“Aloha, my wife! What do ya think about James Emery for President?” James asked after a few too many coronas. He tripped over a lawn gnome and a ceramic turtle in a less than agile manner.
“Egads!” I rolled my eyes. “What kind of pungent crock-of-shit are you talking about?”
“Just think, you can be my FLOTUS, my callipygian cupcake!”
“What did you just call me?”
“FLOTUS! First Lady of the United States.” He pulled me to him and attempted an exuberant tango.
“Stop!” I yelled. “Let’s go inside before the summer thunderstorms hit.”

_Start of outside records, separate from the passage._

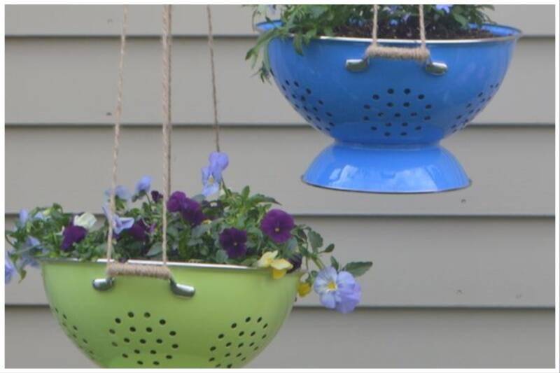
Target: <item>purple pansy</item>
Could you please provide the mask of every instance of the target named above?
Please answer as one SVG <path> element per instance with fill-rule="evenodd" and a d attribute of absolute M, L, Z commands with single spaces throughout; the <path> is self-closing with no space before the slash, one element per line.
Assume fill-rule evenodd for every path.
<path fill-rule="evenodd" d="M 293 218 L 277 209 L 268 211 L 260 222 L 260 230 L 276 244 L 282 244 L 290 239 L 294 226 Z"/>
<path fill-rule="evenodd" d="M 158 190 L 152 190 L 150 194 L 152 195 L 152 199 L 156 204 L 159 202 L 162 198 L 163 198 L 163 195 L 159 192 Z"/>
<path fill-rule="evenodd" d="M 190 222 L 193 227 L 200 225 L 206 219 L 200 204 L 190 198 L 187 198 L 183 204 L 181 210 L 181 215 L 183 219 Z"/>
<path fill-rule="evenodd" d="M 187 195 L 183 192 L 174 192 L 167 200 L 167 210 L 172 213 L 176 213 L 183 209 L 183 206 L 186 204 Z"/>
<path fill-rule="evenodd" d="M 227 167 L 230 159 L 223 152 L 213 152 L 208 157 L 209 165 L 202 168 L 202 194 L 205 197 L 213 195 L 220 190 L 222 182 L 222 171 Z"/>
<path fill-rule="evenodd" d="M 443 10 L 447 14 L 449 14 L 451 12 L 451 8 L 453 6 L 452 5 L 444 5 L 444 4 L 438 4 L 435 6 L 435 8 L 438 10 Z"/>
<path fill-rule="evenodd" d="M 69 251 L 74 244 L 77 244 L 85 238 L 88 231 L 83 227 L 70 224 L 64 228 L 62 232 L 62 244 L 60 249 L 62 251 Z"/>
<path fill-rule="evenodd" d="M 199 225 L 206 218 L 200 204 L 187 197 L 183 192 L 174 192 L 167 201 L 170 212 L 180 212 L 183 218 L 194 227 Z"/>
<path fill-rule="evenodd" d="M 15 272 L 15 267 L 14 267 L 10 256 L 8 255 L 8 251 L 4 254 L 4 283 L 8 283 L 13 276 Z"/>
<path fill-rule="evenodd" d="M 299 269 L 302 266 L 302 255 L 300 254 L 293 254 L 291 257 L 288 258 L 288 261 L 293 266 L 288 271 L 288 273 L 291 273 L 297 269 Z"/>
<path fill-rule="evenodd" d="M 361 288 L 354 276 L 346 271 L 337 273 L 332 267 L 319 272 L 313 288 L 323 306 L 342 314 L 354 311 L 362 297 Z"/>
<path fill-rule="evenodd" d="M 232 259 L 243 256 L 247 252 L 247 232 L 235 228 L 226 228 L 220 233 L 220 244 Z"/>
<path fill-rule="evenodd" d="M 136 194 L 147 193 L 150 191 L 150 185 L 152 183 L 151 176 L 142 176 L 138 183 L 136 183 Z"/>
<path fill-rule="evenodd" d="M 108 220 L 111 220 L 111 209 L 107 205 L 103 205 L 103 212 Z M 125 230 L 130 229 L 134 224 L 134 218 L 121 218 L 116 213 L 113 214 L 113 232 L 115 234 L 120 234 Z"/>

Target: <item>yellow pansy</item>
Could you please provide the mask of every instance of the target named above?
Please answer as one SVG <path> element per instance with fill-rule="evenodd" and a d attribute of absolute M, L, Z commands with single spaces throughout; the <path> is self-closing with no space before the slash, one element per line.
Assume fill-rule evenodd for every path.
<path fill-rule="evenodd" d="M 311 285 L 307 282 L 300 282 L 298 286 L 298 294 L 300 297 L 304 297 L 311 292 Z"/>
<path fill-rule="evenodd" d="M 293 268 L 292 263 L 286 259 L 276 259 L 278 251 L 268 251 L 262 254 L 257 262 L 257 267 L 260 268 L 272 268 L 272 278 L 280 279 L 288 270 Z"/>

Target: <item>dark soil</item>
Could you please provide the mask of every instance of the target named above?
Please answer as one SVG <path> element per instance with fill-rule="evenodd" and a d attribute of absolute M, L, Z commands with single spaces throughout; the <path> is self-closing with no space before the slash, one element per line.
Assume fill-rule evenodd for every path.
<path fill-rule="evenodd" d="M 351 38 L 371 38 L 372 22 L 363 25 L 344 25 L 335 29 L 337 36 Z M 489 31 L 478 29 L 455 29 L 444 24 L 428 24 L 426 27 L 427 39 L 473 39 L 492 38 L 494 36 Z M 417 22 L 402 23 L 396 26 L 388 24 L 379 24 L 377 37 L 385 39 L 418 39 L 419 38 Z"/>

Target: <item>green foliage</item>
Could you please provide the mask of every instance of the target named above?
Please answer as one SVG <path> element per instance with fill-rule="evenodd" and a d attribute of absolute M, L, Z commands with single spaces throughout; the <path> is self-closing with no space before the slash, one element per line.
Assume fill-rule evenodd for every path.
<path fill-rule="evenodd" d="M 275 8 L 276 7 L 274 7 Z M 491 20 L 484 13 L 493 9 L 490 5 L 454 5 L 447 13 L 438 9 L 435 5 L 425 5 L 424 20 L 428 36 L 433 30 L 444 29 L 447 31 L 465 30 L 469 24 L 481 25 Z M 293 38 L 294 49 L 303 54 L 304 47 L 321 36 L 346 36 L 349 27 L 361 25 L 370 34 L 372 17 L 370 5 L 284 5 L 278 6 L 281 25 L 262 33 L 255 45 L 246 55 L 255 68 L 259 64 L 258 73 L 262 80 L 267 80 L 270 71 L 267 45 L 274 38 Z M 268 6 L 253 6 L 253 19 L 265 18 L 270 21 Z M 400 24 L 414 29 L 418 28 L 418 6 L 416 5 L 381 6 L 378 23 L 382 30 L 390 24 Z M 383 36 L 382 34 L 380 35 Z M 368 37 L 362 36 L 363 37 Z M 410 35 L 407 38 L 416 38 Z"/>

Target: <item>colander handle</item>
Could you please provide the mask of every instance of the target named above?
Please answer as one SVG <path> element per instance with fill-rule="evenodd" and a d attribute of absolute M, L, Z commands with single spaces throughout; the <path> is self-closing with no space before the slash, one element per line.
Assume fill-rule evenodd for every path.
<path fill-rule="evenodd" d="M 98 291 L 106 291 L 111 289 L 115 286 L 114 277 L 106 277 L 104 279 L 95 279 L 92 282 L 93 288 Z M 195 290 L 194 286 L 177 283 L 173 279 L 169 279 L 169 288 L 172 293 L 179 297 L 192 298 L 195 296 Z"/>
<path fill-rule="evenodd" d="M 346 60 L 345 66 L 346 70 L 352 72 L 363 71 L 368 67 L 370 57 L 378 57 L 392 59 L 411 59 L 425 62 L 425 69 L 428 73 L 434 75 L 445 73 L 447 71 L 447 66 L 442 62 L 432 62 L 430 50 L 426 45 L 424 5 L 419 4 L 418 6 L 420 45 L 416 48 L 380 45 L 377 39 L 377 15 L 379 13 L 379 6 L 377 4 L 373 6 L 372 13 L 373 13 L 372 43 L 365 50 L 365 55 L 363 58 Z"/>
<path fill-rule="evenodd" d="M 191 298 L 195 295 L 195 288 L 190 285 L 177 283 L 173 279 L 169 269 L 161 265 L 131 265 L 128 263 L 111 263 L 107 267 L 107 276 L 95 279 L 92 282 L 93 288 L 99 291 L 106 291 L 115 286 L 118 276 L 133 276 L 152 277 L 169 281 L 172 293 L 180 297 Z"/>
<path fill-rule="evenodd" d="M 368 56 L 363 58 L 349 58 L 344 64 L 346 69 L 353 73 L 363 71 L 369 65 L 370 57 Z M 440 76 L 447 72 L 447 64 L 445 62 L 433 61 L 430 57 L 424 64 L 424 69 L 432 75 Z"/>

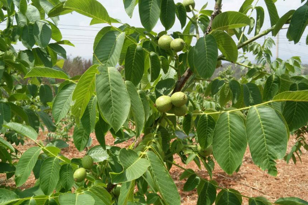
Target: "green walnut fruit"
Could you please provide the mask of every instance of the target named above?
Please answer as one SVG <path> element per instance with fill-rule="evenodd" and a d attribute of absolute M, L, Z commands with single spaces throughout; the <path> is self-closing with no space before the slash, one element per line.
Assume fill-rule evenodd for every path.
<path fill-rule="evenodd" d="M 161 112 L 169 111 L 172 108 L 171 97 L 167 95 L 162 95 L 156 99 L 155 101 L 156 108 Z"/>
<path fill-rule="evenodd" d="M 213 147 L 210 145 L 207 148 L 203 149 L 198 145 L 197 151 L 200 155 L 205 157 L 210 155 L 213 153 Z"/>
<path fill-rule="evenodd" d="M 121 184 L 118 184 L 117 187 L 113 189 L 113 194 L 114 196 L 120 196 L 120 191 L 121 190 Z"/>
<path fill-rule="evenodd" d="M 217 63 L 216 64 L 216 68 L 218 68 L 221 66 L 222 65 L 222 62 L 221 60 L 217 60 Z"/>
<path fill-rule="evenodd" d="M 177 116 L 184 116 L 187 112 L 187 107 L 185 105 L 181 107 L 174 106 L 172 108 L 172 112 Z"/>
<path fill-rule="evenodd" d="M 187 96 L 182 92 L 177 92 L 171 96 L 171 102 L 176 107 L 184 105 L 188 100 Z"/>
<path fill-rule="evenodd" d="M 158 39 L 158 46 L 164 50 L 170 49 L 172 38 L 168 35 L 164 35 Z"/>
<path fill-rule="evenodd" d="M 74 180 L 78 182 L 81 182 L 86 178 L 87 172 L 84 168 L 79 168 L 74 172 Z"/>
<path fill-rule="evenodd" d="M 183 5 L 185 7 L 185 8 L 187 12 L 190 12 L 191 11 L 191 9 L 190 9 L 189 6 L 191 6 L 192 9 L 195 8 L 195 6 L 196 6 L 196 4 L 195 3 L 195 1 L 194 0 L 184 0 L 183 1 Z"/>
<path fill-rule="evenodd" d="M 82 167 L 87 170 L 89 170 L 93 166 L 93 158 L 89 155 L 86 155 L 81 160 Z"/>
<path fill-rule="evenodd" d="M 182 38 L 176 38 L 171 42 L 171 49 L 175 52 L 180 52 L 185 47 L 185 42 Z"/>

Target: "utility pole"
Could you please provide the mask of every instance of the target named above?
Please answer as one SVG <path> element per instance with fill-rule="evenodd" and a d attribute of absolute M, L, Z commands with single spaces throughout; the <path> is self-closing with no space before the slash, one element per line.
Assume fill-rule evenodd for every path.
<path fill-rule="evenodd" d="M 276 58 L 279 57 L 279 32 L 277 33 L 276 39 Z"/>

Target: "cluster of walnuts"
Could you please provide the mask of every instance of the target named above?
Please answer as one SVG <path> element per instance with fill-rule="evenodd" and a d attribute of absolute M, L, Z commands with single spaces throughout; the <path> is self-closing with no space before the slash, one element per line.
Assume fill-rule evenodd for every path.
<path fill-rule="evenodd" d="M 171 97 L 162 95 L 156 99 L 156 108 L 161 112 L 167 112 L 177 116 L 184 116 L 187 111 L 186 104 L 188 98 L 182 92 L 174 93 Z"/>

“Just think of the splendor, Cupcake! If I beat that bombastic, feckless, pernicious, omnivorous Republican, I could create an incomparable, groundbreaking, communist utopia!”
“Omnivorous?” I looked at him sideways. “I’m reluctant to agree with a communist utopia.”
“Don’t be judgmental. You know his hubris and chicanery will turn this country into a pseudomonas cesspool.”
“You sound determined,” I said as I scraped some tittynope from the microwave.
“I am,” James slurred. “I could found a plebe memorial!” He tripped again over our woolly dog, blood running down his leg. His enthusiasm gave him certain resplendence, so I cleaned him up and put him to bed.